Europe is seeing a boom in so-called CoCo, or contingent convertible, bonds issued by banks to shore up capital. Investors in these securities are wiped out or forced to convert the bonds to stock, if the issuer's capital falls under a certain threshold, or if regulators consider the bank ripe for a bailout. Banks have sold about $75 billion of the securities since 2009, and about $100 billion worth are expected to hit this market in this calendar year. German banks such as Deutsche Bank AG and Commerzbank AG, as well as some smaller players, are about to join the fun: Germany's finance ministry has made coupons on CoCos tax deductible.

The CoCo idea is fashionable among regulators and in line with Europe's new bank failure resolution mechanism, under which investors, rather than tax payers, should be first in line to pay for saving faltering banks. Yet investors may be underestimating the risks. Asset managers have bought more than 60 percent of seven recent issues by big banks like the U.K.'s Barclays PLC and Spain's Banco Santander SA, which means that retail investors – those same taxpayers – are unwittingly on the receiving end of the risk, the scale of which is hard to pin down.

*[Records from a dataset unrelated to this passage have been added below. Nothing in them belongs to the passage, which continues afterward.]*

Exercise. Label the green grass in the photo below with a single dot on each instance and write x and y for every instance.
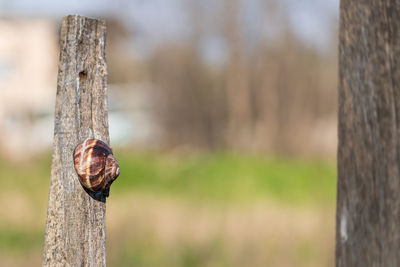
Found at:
(212, 177)
(228, 177)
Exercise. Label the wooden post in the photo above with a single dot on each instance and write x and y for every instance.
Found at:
(368, 200)
(75, 228)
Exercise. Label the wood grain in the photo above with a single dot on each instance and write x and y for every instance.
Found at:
(75, 228)
(368, 201)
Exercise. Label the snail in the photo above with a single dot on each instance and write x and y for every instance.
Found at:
(95, 165)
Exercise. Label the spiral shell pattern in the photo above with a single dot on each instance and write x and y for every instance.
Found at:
(95, 165)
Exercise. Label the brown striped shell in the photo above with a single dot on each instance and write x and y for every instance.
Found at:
(95, 165)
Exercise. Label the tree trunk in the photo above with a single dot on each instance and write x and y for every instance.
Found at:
(75, 228)
(368, 203)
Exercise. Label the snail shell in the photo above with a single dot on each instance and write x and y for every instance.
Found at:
(95, 165)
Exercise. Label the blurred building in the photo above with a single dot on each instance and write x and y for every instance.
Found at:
(28, 72)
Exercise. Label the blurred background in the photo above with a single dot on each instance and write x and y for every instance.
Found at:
(222, 115)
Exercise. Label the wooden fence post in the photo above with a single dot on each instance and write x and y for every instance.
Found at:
(368, 201)
(75, 227)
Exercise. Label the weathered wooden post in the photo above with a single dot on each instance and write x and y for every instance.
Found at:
(75, 228)
(368, 201)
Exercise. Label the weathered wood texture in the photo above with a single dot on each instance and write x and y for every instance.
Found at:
(368, 201)
(75, 229)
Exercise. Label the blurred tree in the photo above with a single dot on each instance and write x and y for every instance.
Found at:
(368, 230)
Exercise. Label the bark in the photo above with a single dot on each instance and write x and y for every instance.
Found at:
(75, 228)
(368, 201)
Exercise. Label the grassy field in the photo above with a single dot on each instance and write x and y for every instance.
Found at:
(219, 209)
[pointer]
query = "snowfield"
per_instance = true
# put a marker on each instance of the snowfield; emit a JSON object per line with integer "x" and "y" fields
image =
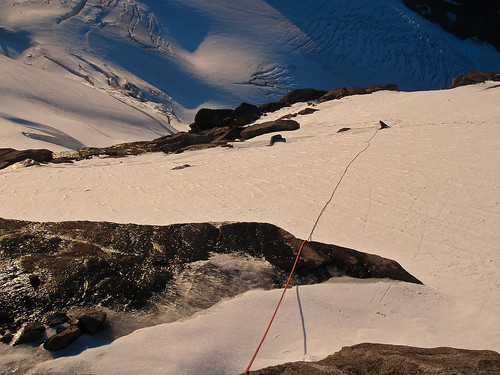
{"x": 170, "y": 58}
{"x": 426, "y": 193}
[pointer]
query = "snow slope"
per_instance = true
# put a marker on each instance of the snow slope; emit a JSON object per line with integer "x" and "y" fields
{"x": 176, "y": 56}
{"x": 43, "y": 110}
{"x": 426, "y": 193}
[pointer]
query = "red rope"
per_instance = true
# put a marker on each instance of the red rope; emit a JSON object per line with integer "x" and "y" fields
{"x": 302, "y": 246}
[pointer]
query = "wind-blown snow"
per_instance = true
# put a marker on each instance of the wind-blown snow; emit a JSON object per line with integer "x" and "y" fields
{"x": 426, "y": 193}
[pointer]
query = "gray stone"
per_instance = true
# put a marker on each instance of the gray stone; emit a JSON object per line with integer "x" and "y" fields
{"x": 382, "y": 359}
{"x": 89, "y": 319}
{"x": 29, "y": 332}
{"x": 62, "y": 339}
{"x": 269, "y": 127}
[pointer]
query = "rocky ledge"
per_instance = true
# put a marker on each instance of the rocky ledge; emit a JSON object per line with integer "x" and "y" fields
{"x": 381, "y": 359}
{"x": 49, "y": 269}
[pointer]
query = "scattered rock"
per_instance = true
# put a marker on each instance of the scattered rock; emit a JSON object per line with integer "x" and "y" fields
{"x": 382, "y": 359}
{"x": 292, "y": 97}
{"x": 90, "y": 320}
{"x": 348, "y": 91}
{"x": 474, "y": 77}
{"x": 62, "y": 339}
{"x": 29, "y": 332}
{"x": 9, "y": 156}
{"x": 276, "y": 138}
{"x": 181, "y": 167}
{"x": 269, "y": 127}
{"x": 126, "y": 266}
{"x": 383, "y": 125}
{"x": 56, "y": 318}
{"x": 207, "y": 118}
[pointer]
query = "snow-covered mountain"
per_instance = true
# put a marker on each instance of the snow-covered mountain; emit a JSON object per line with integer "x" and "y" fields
{"x": 169, "y": 58}
{"x": 425, "y": 193}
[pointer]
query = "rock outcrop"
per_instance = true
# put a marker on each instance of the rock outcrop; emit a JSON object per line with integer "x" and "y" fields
{"x": 381, "y": 359}
{"x": 126, "y": 266}
{"x": 348, "y": 91}
{"x": 206, "y": 118}
{"x": 292, "y": 97}
{"x": 9, "y": 156}
{"x": 269, "y": 127}
{"x": 472, "y": 78}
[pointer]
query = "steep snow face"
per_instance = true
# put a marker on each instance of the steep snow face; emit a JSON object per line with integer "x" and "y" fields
{"x": 43, "y": 110}
{"x": 425, "y": 193}
{"x": 182, "y": 55}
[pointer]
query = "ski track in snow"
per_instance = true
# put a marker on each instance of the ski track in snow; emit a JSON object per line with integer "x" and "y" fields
{"x": 426, "y": 193}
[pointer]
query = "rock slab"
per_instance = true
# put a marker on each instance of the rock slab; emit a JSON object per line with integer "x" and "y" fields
{"x": 382, "y": 359}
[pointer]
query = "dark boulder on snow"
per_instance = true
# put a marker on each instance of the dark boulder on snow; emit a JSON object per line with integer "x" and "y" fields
{"x": 207, "y": 118}
{"x": 90, "y": 320}
{"x": 29, "y": 332}
{"x": 472, "y": 78}
{"x": 127, "y": 266}
{"x": 383, "y": 359}
{"x": 269, "y": 127}
{"x": 9, "y": 156}
{"x": 62, "y": 339}
{"x": 348, "y": 91}
{"x": 292, "y": 97}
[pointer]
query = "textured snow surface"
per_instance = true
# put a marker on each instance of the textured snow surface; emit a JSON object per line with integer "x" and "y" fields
{"x": 426, "y": 193}
{"x": 178, "y": 56}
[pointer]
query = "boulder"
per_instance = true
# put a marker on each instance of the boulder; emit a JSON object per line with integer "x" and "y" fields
{"x": 89, "y": 319}
{"x": 127, "y": 266}
{"x": 472, "y": 78}
{"x": 207, "y": 118}
{"x": 9, "y": 156}
{"x": 29, "y": 332}
{"x": 292, "y": 97}
{"x": 269, "y": 127}
{"x": 348, "y": 91}
{"x": 382, "y": 359}
{"x": 62, "y": 339}
{"x": 245, "y": 114}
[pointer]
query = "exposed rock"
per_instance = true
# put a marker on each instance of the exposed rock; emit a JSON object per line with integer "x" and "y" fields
{"x": 176, "y": 143}
{"x": 207, "y": 118}
{"x": 29, "y": 332}
{"x": 465, "y": 19}
{"x": 184, "y": 166}
{"x": 56, "y": 318}
{"x": 276, "y": 138}
{"x": 341, "y": 130}
{"x": 269, "y": 127}
{"x": 473, "y": 78}
{"x": 292, "y": 97}
{"x": 383, "y": 125}
{"x": 382, "y": 359}
{"x": 348, "y": 91}
{"x": 89, "y": 319}
{"x": 9, "y": 156}
{"x": 62, "y": 339}
{"x": 126, "y": 266}
{"x": 245, "y": 114}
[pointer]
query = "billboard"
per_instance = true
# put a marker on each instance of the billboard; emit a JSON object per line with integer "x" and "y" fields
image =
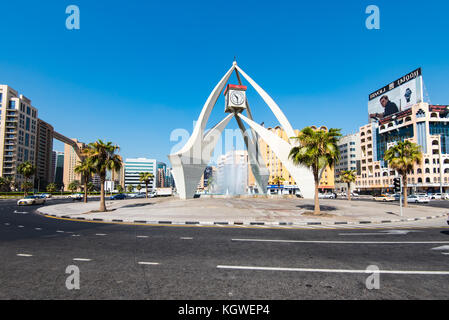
{"x": 398, "y": 96}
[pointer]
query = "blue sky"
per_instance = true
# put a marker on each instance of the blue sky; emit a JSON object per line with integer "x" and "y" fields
{"x": 137, "y": 70}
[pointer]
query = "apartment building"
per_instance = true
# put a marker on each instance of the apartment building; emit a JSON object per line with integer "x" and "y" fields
{"x": 44, "y": 154}
{"x": 277, "y": 169}
{"x": 350, "y": 154}
{"x": 133, "y": 168}
{"x": 424, "y": 124}
{"x": 18, "y": 130}
{"x": 232, "y": 172}
{"x": 71, "y": 160}
{"x": 59, "y": 168}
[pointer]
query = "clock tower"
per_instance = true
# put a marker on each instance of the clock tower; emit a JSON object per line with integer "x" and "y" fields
{"x": 235, "y": 98}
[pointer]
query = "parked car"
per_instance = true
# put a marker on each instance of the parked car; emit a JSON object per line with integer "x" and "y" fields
{"x": 76, "y": 196}
{"x": 396, "y": 196}
{"x": 120, "y": 196}
{"x": 384, "y": 198}
{"x": 414, "y": 198}
{"x": 435, "y": 196}
{"x": 31, "y": 200}
{"x": 326, "y": 196}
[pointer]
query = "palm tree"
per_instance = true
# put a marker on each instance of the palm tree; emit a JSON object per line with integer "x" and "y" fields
{"x": 26, "y": 185}
{"x": 210, "y": 183}
{"x": 86, "y": 170}
{"x": 403, "y": 157}
{"x": 278, "y": 181}
{"x": 348, "y": 176}
{"x": 27, "y": 170}
{"x": 317, "y": 149}
{"x": 103, "y": 158}
{"x": 146, "y": 177}
{"x": 73, "y": 186}
{"x": 90, "y": 186}
{"x": 52, "y": 187}
{"x": 6, "y": 183}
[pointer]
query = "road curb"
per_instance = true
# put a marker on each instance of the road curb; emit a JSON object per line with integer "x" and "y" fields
{"x": 239, "y": 223}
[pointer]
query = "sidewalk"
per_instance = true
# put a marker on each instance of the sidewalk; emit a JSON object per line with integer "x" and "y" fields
{"x": 233, "y": 211}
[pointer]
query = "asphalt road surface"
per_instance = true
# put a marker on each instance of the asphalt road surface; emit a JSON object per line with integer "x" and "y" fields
{"x": 146, "y": 262}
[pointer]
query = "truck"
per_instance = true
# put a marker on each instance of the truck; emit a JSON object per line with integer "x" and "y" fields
{"x": 164, "y": 192}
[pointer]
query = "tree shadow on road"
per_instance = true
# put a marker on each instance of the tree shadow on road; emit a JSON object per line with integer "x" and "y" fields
{"x": 137, "y": 205}
{"x": 312, "y": 207}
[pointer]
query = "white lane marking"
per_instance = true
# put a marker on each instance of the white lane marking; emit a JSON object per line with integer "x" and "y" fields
{"x": 380, "y": 233}
{"x": 333, "y": 270}
{"x": 441, "y": 248}
{"x": 341, "y": 242}
{"x": 82, "y": 259}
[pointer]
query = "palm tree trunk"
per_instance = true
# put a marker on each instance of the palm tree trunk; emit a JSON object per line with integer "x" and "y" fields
{"x": 146, "y": 190}
{"x": 85, "y": 190}
{"x": 349, "y": 191}
{"x": 317, "y": 201}
{"x": 404, "y": 182}
{"x": 102, "y": 197}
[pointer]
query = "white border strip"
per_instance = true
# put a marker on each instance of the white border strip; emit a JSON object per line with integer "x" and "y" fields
{"x": 333, "y": 270}
{"x": 341, "y": 242}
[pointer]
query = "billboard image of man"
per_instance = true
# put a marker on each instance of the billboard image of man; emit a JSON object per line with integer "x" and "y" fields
{"x": 389, "y": 108}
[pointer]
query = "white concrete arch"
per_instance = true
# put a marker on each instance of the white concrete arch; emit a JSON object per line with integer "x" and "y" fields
{"x": 190, "y": 162}
{"x": 302, "y": 175}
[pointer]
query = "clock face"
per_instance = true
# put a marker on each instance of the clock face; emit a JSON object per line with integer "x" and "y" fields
{"x": 237, "y": 97}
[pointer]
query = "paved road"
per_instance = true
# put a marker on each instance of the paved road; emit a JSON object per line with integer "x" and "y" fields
{"x": 144, "y": 262}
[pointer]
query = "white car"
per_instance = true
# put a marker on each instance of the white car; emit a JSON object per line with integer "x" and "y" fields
{"x": 435, "y": 196}
{"x": 439, "y": 196}
{"x": 31, "y": 200}
{"x": 76, "y": 196}
{"x": 326, "y": 196}
{"x": 414, "y": 198}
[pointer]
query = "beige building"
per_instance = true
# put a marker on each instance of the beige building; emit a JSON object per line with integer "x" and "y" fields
{"x": 350, "y": 154}
{"x": 277, "y": 169}
{"x": 71, "y": 160}
{"x": 424, "y": 124}
{"x": 18, "y": 129}
{"x": 44, "y": 154}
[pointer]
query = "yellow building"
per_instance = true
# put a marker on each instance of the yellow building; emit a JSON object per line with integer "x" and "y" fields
{"x": 277, "y": 169}
{"x": 71, "y": 160}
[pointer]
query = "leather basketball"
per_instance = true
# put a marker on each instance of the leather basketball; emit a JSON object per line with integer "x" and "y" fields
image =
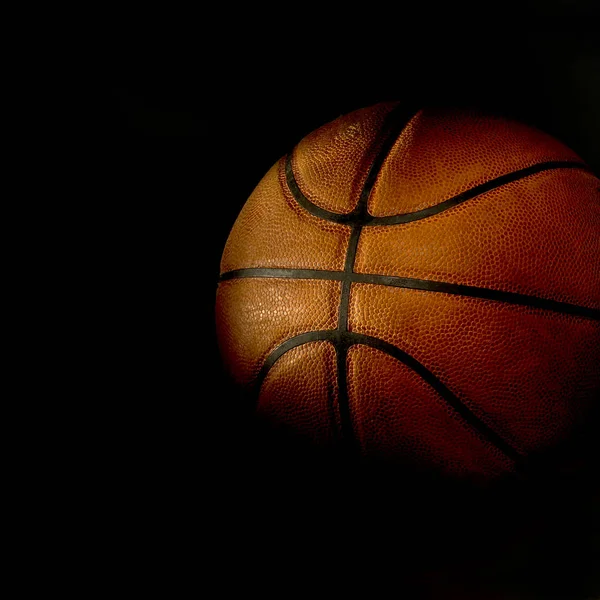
{"x": 421, "y": 286}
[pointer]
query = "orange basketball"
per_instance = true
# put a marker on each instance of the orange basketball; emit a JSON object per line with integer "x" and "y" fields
{"x": 420, "y": 286}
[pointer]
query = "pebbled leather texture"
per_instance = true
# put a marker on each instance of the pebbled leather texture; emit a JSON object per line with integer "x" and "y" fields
{"x": 518, "y": 374}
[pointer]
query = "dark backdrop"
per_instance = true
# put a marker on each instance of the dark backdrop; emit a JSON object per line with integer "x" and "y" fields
{"x": 190, "y": 118}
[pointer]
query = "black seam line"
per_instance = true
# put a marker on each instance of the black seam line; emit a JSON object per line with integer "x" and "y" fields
{"x": 421, "y": 284}
{"x": 344, "y": 339}
{"x": 394, "y": 123}
{"x": 368, "y": 220}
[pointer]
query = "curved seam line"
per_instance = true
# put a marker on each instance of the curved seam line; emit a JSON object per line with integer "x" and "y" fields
{"x": 347, "y": 339}
{"x": 455, "y": 289}
{"x": 370, "y": 221}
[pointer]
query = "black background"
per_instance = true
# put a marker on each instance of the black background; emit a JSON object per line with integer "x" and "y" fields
{"x": 190, "y": 115}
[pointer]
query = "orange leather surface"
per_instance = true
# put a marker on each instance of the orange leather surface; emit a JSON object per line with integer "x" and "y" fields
{"x": 526, "y": 373}
{"x": 442, "y": 153}
{"x": 257, "y": 315}
{"x": 300, "y": 392}
{"x": 398, "y": 414}
{"x": 273, "y": 231}
{"x": 536, "y": 236}
{"x": 331, "y": 164}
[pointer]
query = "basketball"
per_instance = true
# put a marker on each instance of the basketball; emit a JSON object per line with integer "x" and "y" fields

The big agencies are only beginning to rate this class of securities and Standard & Poor's guidelines say CoCo ratings have to be at least two notches below the issuers' main ones. The only way to hedge the risk is to buy put options on the issuing banks' stock or short it, creating the potential for a "death spiral" should things go wrong. Credit default swaps on CoCos will only become available in September.

Another booming asset class is catastrophe bonds, sold by insurance companies to pass on all sorts of natural disaster risks. This is a much smaller market than the CoCos, with only $1.585 billion of the bonds issued in the first quarter of 2014, according to the specialized research company Artemis, but the quarter set an all-time record in cat bond issuance with 11 transactions. This quarter will see even more capital raised in this way. Payouts on most of these bonds depend on the absence of damage in the U.S. from storms serious enough to have a name. Though the quarterly yields on cat bonds have dropped to about 5.2 percent from almost 10 percent two years ago, this is still an attractive proposition these days, an alternative to corporate junk bonds that now offer returns too low to be compatible with the traditional meaning of "junk."

Low interest rates are great for European governments happily increasing their already oppressive debt burdens. They are also nice for creating the impression that European economies are growing – at rates scarcely discernible from zero. Yet glorified bets on U.S. weather patterns and the capital levels of European banks are inherently shaky investments. And blockbuster junk bond issues such as Numericable's are downright scary – no matter how good the company's prospects may look after winning a bidding war to buy the French mobile operator, SFR, from Vivendi SA.

The markets, especially European ones, are full of potentially misunderstood risks. That is the underwater part of the iceberg they call Europe's economic recovery. The only clear beneficiaries of the trend are the ratings agencies, which are reporting record first-quarter profits. They are happy to see more issuers and products in the market because these, rather than investors, are cash cows for the ratings agencies. Just like before the crisis.